宁嘉见赵时雍半天没讲话,自觉有些过分了,便主动凑上前去,“夫君,那人叫江流,我收下他,是因为怀疑知县要害你。”
“害我?”
赵时雍纳闷了,他觉得宁嘉恐怕是太过于担心他了。
“要确认的话很简单,我们一起演一出戏就好。”
宁嘉双臂环住赵时雍的脖颈,凑近他的耳边道:“朝中有人想要你我的命,为了万无一失,所以他们找了周郅的知县,想要他暗中协助。”
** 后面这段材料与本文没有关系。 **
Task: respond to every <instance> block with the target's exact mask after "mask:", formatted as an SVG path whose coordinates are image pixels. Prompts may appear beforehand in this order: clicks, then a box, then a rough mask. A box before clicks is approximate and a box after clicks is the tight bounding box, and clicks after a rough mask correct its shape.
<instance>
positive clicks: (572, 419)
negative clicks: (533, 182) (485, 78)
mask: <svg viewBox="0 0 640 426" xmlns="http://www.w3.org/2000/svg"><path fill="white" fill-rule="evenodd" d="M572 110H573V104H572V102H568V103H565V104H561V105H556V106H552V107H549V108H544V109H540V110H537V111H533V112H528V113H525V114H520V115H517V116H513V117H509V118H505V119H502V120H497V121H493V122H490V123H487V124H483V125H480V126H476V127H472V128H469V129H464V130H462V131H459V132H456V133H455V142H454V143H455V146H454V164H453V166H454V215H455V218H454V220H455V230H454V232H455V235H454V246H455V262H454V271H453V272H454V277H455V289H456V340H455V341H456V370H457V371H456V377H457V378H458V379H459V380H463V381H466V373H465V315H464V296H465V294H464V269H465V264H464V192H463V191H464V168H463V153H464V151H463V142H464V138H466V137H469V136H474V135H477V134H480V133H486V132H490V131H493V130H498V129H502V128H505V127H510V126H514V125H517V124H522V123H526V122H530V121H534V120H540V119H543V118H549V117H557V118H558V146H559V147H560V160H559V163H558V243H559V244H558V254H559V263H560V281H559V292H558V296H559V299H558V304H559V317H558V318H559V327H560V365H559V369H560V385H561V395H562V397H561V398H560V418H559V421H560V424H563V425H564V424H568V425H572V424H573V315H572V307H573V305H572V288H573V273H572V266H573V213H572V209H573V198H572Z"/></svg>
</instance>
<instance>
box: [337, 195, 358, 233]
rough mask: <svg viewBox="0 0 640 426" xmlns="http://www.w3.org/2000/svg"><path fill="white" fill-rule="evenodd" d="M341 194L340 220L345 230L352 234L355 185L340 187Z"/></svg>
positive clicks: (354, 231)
“那知县胆子小,不敢直接下手杀人,所以他一定会找人替他背锅。”
双手顺势扶住宁嘉的腰,赵时雍耳朵有些红,“殿下是说那江流会按照知县的指使害人?他哪来这么大的本事?”
宁嘉毫无保留地整个人都靠在赵时雍的怀里,听着熟悉的心跳,她就会很安心。
“此前听说过周郅县民风彪悍,里面的水更是浑的很。江流一个年轻小伙子,那知县能使的手段多了去,人在走投无路的时候什么都做得出来。”
宁嘉在说这话的时候有些想起了过去的自己。
人在年纪尚轻的时候总是很容易把事情想的太过极端,处在悬崖边上的人是不会有太多理智的。
赵时雍摸了摸宁嘉的头,被宁嘉一抱,他就什么想法都顿时抛掷脑后了。
他拥有的东西很少很少,所以会尽力给宁嘉所有他能给的。
“方才殿下说要演一出戏,那又是什么?”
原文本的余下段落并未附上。